Eine zwangsweise angeordnete Vormundschaft darf und sollte nur der letzte Weg sein.
Einsicht würde man gerade bei ihm durch einen Betreuer kaum erreichen.


----------



## schokoeis (20. Oktober 2021)

LouisLoiselle schrieb:


> Seine ganzen "Hater" allerdings genau so.


Das wohl auch. Es ist mir völlig unverständlich was diese Leute antreibt. Eindeutiges Beispiel das Menschen in der Masse nicht intelligenter werden.


----------



## GTAEXTREMFAN (20. Oktober 2021)

PCGames kann man allerdings etwas "entlasten", die NOZ.de, hat zumindest auf ihrer Website, auch einen Bericht über ihn samt Nennung seines vollen Namens. Da wäre etwas mehr Fingerspitzengefühl sicher nicht schlecht. Aber eine öffentliche Person ist dem eben zumindest teilweise ausgeliefert.


----------



## Greystar (20. Oktober 2021)

schokoeis schrieb:


> Das wohl auch. Es ist mir völlig unverständlich was diese Leute antreibt. Eindeutiges Beispiel das Menschen in der Masse nicht intelligenter werden.

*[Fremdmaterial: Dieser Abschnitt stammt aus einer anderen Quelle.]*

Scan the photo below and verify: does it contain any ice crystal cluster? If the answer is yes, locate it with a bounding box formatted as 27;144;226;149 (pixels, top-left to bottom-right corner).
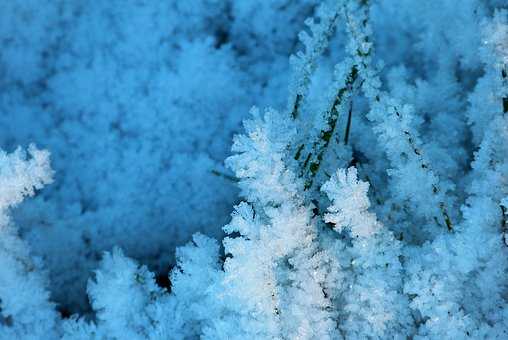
0;0;508;340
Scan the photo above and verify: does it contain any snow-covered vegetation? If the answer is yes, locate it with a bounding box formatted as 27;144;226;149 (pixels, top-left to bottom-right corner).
0;0;508;340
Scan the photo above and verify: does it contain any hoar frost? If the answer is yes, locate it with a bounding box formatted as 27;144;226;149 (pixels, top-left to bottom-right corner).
0;0;508;339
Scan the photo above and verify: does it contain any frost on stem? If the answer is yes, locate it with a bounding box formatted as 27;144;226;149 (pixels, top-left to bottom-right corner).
345;1;453;231
0;145;58;339
322;167;413;339
288;1;342;119
294;59;358;190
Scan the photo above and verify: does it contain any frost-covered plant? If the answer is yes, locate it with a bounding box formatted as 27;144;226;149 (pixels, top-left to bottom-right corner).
0;0;508;339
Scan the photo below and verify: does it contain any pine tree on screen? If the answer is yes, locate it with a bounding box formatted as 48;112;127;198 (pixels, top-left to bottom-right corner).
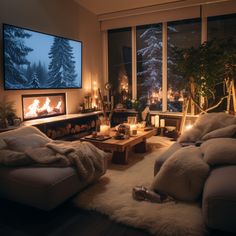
30;72;40;88
4;25;33;89
48;37;77;88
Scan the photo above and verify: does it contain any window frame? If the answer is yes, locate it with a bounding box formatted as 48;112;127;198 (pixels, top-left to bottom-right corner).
102;8;234;115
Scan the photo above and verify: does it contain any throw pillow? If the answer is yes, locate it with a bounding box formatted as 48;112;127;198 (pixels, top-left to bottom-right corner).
202;125;236;140
151;146;209;201
0;149;32;166
3;134;49;152
178;112;236;143
200;138;236;165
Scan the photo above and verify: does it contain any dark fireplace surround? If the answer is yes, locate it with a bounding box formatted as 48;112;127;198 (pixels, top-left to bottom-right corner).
22;93;66;121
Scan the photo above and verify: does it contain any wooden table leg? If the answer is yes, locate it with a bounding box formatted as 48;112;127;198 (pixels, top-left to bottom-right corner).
134;140;147;153
112;148;129;164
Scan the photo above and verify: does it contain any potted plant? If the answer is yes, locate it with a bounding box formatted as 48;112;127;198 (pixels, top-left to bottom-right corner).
0;96;16;128
171;40;236;113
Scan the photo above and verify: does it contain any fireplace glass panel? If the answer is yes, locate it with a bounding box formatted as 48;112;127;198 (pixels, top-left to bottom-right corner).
22;93;66;120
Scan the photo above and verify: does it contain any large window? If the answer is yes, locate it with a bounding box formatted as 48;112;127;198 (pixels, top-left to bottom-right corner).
136;24;162;110
108;11;236;112
167;19;201;112
207;14;236;40
207;14;236;111
108;28;132;104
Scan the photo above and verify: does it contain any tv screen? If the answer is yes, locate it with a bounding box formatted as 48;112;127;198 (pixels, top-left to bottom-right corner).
3;24;82;90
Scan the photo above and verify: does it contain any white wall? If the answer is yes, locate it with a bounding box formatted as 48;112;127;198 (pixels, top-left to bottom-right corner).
0;0;102;117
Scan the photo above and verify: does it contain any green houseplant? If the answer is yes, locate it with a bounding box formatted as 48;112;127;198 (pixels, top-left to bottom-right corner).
174;40;236;113
0;96;16;128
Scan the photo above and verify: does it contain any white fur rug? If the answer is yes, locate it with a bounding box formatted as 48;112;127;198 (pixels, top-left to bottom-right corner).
73;137;206;236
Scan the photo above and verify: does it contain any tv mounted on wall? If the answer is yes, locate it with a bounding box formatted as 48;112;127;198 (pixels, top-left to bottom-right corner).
3;24;82;90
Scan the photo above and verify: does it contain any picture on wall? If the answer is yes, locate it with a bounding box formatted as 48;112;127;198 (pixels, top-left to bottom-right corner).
3;24;82;90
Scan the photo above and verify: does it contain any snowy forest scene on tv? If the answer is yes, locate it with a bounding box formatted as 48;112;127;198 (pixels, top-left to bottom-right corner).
3;24;82;90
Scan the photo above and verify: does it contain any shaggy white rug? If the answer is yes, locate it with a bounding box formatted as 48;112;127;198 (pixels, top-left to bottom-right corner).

Ich frage mich auch regelmäßig, wie diese Menschen so dumm sein können und einen etwas vom Weg abgekommen Menschen verfolgen können. Geistig sind die so minderbemittelt.


----------



## OldMCJimBob (20. Oktober 2021)

Man kann von dem Typen halten, was man will, aber sind die Hater nicht das eigentliche Problem? Wer seinen Stream nicht mag schaut halt was anderes, wozu ihn belästigen und mobben? Klar braucht er Hilfe, aber das muss er erstmal selbst einsehen und wollen. Bis dahin soll er doch streamen wie er will? Ich fände eher, da sollte bei den Mobbern durchgegriffen werden, daran ist nichts lustig und auch ein Vogel wie der Drachenlord hat ein Recht darauf, ungestört seiner Beschäftigung nachzugehen.


----------



## Frankensoldat (21. Oktober 2021)

Meddl. Heute Gerichtsverhandlung. Ich hoffe er bekommt seine gerechte Strafe.


----------



## McDrake (21. Oktober 2021)

Frankensoldat schrieb:


> Meddl. Heute Gerichtsverhandlung. Ich hoffe er bekommt seine gerechte Strafe.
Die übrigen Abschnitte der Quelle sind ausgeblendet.